Dodgeball World Championship
- Sport: Dodgeball
- Founded: 2012; 14 years ago
- First season: Dodgeball World Championship
- Continent: International (World Dodgeball Federation (WDBF)
- Website: worlddodgeballfederation.com/

= Dodgeball World Championship =

Dodgeball competition

The Dodgeball World Championship is a dodgeball competition for both men's and women's national teams. The event is organised by the World Dodgeball Federation, the sport's global governing body.

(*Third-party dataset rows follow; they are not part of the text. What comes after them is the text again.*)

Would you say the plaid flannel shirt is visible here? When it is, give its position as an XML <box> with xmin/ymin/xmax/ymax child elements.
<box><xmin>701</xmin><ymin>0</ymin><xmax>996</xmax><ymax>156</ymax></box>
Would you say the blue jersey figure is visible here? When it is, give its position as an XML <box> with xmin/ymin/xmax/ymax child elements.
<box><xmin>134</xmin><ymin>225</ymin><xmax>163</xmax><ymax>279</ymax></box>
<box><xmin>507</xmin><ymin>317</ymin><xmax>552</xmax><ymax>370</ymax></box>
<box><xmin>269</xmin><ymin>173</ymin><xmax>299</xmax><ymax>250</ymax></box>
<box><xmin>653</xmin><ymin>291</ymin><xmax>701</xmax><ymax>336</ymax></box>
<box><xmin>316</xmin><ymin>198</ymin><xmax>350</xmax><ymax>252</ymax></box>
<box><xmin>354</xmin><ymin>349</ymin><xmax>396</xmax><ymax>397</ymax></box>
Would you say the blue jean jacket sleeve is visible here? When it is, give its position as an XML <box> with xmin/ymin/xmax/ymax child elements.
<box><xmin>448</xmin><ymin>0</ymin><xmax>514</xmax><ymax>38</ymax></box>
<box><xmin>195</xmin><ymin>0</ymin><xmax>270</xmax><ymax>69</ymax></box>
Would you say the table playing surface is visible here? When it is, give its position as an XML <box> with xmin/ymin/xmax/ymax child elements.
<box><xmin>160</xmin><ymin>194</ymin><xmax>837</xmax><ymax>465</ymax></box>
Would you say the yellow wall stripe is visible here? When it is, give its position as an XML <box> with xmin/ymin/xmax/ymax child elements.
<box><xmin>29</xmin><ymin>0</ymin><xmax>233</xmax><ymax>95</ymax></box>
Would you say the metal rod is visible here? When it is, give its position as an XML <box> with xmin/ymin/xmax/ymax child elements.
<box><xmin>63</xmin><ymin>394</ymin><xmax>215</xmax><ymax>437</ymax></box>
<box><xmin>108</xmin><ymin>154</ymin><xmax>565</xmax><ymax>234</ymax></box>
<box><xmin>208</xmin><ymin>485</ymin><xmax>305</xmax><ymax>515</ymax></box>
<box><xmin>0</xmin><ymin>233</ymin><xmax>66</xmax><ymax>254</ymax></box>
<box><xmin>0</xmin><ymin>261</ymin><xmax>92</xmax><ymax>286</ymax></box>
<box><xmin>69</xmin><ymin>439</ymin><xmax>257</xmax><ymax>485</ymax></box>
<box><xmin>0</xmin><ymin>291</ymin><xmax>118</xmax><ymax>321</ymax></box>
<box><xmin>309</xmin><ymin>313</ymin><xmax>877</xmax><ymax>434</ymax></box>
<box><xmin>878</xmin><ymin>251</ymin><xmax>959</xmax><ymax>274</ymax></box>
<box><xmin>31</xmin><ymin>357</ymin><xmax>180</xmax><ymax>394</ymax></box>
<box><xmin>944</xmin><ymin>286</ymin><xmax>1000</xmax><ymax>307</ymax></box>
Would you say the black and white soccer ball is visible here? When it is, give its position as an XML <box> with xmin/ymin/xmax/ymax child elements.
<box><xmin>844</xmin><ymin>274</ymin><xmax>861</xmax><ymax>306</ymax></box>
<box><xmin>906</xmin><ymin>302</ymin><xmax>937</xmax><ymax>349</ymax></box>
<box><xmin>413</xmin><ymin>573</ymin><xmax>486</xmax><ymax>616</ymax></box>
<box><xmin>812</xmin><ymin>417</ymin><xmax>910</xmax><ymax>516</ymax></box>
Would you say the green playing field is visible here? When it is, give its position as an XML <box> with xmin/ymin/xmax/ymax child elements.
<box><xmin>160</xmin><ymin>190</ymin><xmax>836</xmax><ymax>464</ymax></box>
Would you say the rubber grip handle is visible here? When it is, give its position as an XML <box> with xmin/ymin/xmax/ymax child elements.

It was initially an open event, but this stopped as membership of the organisation grew, and now works by qualification. In 2021, WDBF's membership reached 80 members, all also members of the relevant continental federations.

While foam balls were the only type used in previous editions, since 2022 the Dodgeball World Championship has been contested in two categories: foam and cloth.

The eleventh world championship competition will be held in Bangkok in December 2026.

== Winners==
Below is a list of winners since the first event in 2012.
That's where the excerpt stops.